So I'm making a couple of scrapers and now I'm trying to make a script that runs the corresponding spiders with URLs collected from a DB but I can't find a way to do this.
I have this in my spider:
class ElCorteIngles(scrapy.Spider):
name = 'ElCorteIngles'
url = ''
DEBUG = False
def start_requests(self):
if self.url != '':
yield scrapy.Request(url=self.url, callback=self.parse)
def parse(self, response):
# Get product name
try:
self.p_name = response.xpath('//*[@id="product-info"]/h2[1]/a/text()').get()
except:
print(f'{CERROR} Problem while getting product name from website - {self.name}')
# Get product price
try:
self.price_no_cent = response.xpath('//*[@id="price-container"]/div/span[2]/text()').get()

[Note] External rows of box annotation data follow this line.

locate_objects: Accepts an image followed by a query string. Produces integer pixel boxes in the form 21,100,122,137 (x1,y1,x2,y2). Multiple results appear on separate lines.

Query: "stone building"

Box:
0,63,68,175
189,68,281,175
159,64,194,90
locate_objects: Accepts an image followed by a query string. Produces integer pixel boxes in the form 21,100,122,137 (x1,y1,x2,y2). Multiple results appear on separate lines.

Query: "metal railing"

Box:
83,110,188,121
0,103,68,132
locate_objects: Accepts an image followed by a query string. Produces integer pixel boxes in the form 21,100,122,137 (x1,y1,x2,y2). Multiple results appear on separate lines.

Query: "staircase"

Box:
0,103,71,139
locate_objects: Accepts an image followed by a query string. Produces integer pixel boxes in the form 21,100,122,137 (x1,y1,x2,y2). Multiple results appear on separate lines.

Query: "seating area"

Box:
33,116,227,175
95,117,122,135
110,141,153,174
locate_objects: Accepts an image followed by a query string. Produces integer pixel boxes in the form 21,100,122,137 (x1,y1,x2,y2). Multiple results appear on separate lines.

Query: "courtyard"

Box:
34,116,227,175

self.cent = response.xpath('//*[@id="price-container"]/div/span[2]/span[1]/text()').get()
self.currency = response.xpath('//*[@id="price-container"]/div/span[2]/span[2]/text()').get()
if self.currency == None:
self.currency = response.xpath('//*[@id="price-container"]/div/span[2]/span[1]/text()').get()
self.cent = None
except:
print(f'{CERROR} Problem while getting product price from website - {self.name}')
# Join self.price_no_cent with self.cent
try:
if self.cent != None:
self.price = str(self.price_no_cent) + str(self.cent)
self.price = self.price.replace(',', '.')
else:
self.price = self.price_no_cent
except:
print(f'{ERROR} Problem while joining price with cents - {self.name}')
# Return data
if self.DEBUG == True:
print([self.p_name, self.price, self.currency])
data_collected = ShopScrapersItems()
data_collected['url'] = response.url
data_collected['p_name'] = self.p_name
data_collected['price'] = self.price
data_collected['currency'] = self.currency
yield data_collected
Normally when I run the spider from the console I do:
scrapy crawl ElCorteIngles -a url='https://www.elcorteingles.pt/electrodomesticos/A26601428-depiladora-braun-senso-smart-5-5500/'
and now I need a way to do the same on a external script and get the output yield data_collected
What I currently have in my external script is this:
import scrapy
from scrapy.crawler import CrawlerProcess
import sqlalchemy as db
# Import internal libraries
from Ruby.Ruby.spiders import *
# Variables
engine = db.create_engine('mysql+pymysql://DATABASE_INFO')
class Worker(object):
def __init__(self):
self.crawler = CrawlerProcess({})
def scrape_new_links(self):
conn = engine.connect()
# Get all new links from DB and scrape them
query = 'SELECT * FROM Ruby.New_links'
result = conn.execute(query)
for x in result:
telegram_id = x[1]
email = x[2]
phone_number = x[3]
url = x[4]
spider = x[5]
# In this cade the spider will be ElCorteIngles and
# the url https://www.elcorteingles.pt/electrodomesticos/A26601428-depiladora-
# braun-senso-smart-5-5500/'
self.crawler.crawl(spider, url=url)
self.crawler.start()
Worker().scrape_new_links()
I also don't know if doing url=url
in self.crawler.crawl()
is the proper way to give the URL to the spider but let me know what you think.
All data from yield
is being returned by a pipeline.
I think there is no need for extra info but if you need any just let me know!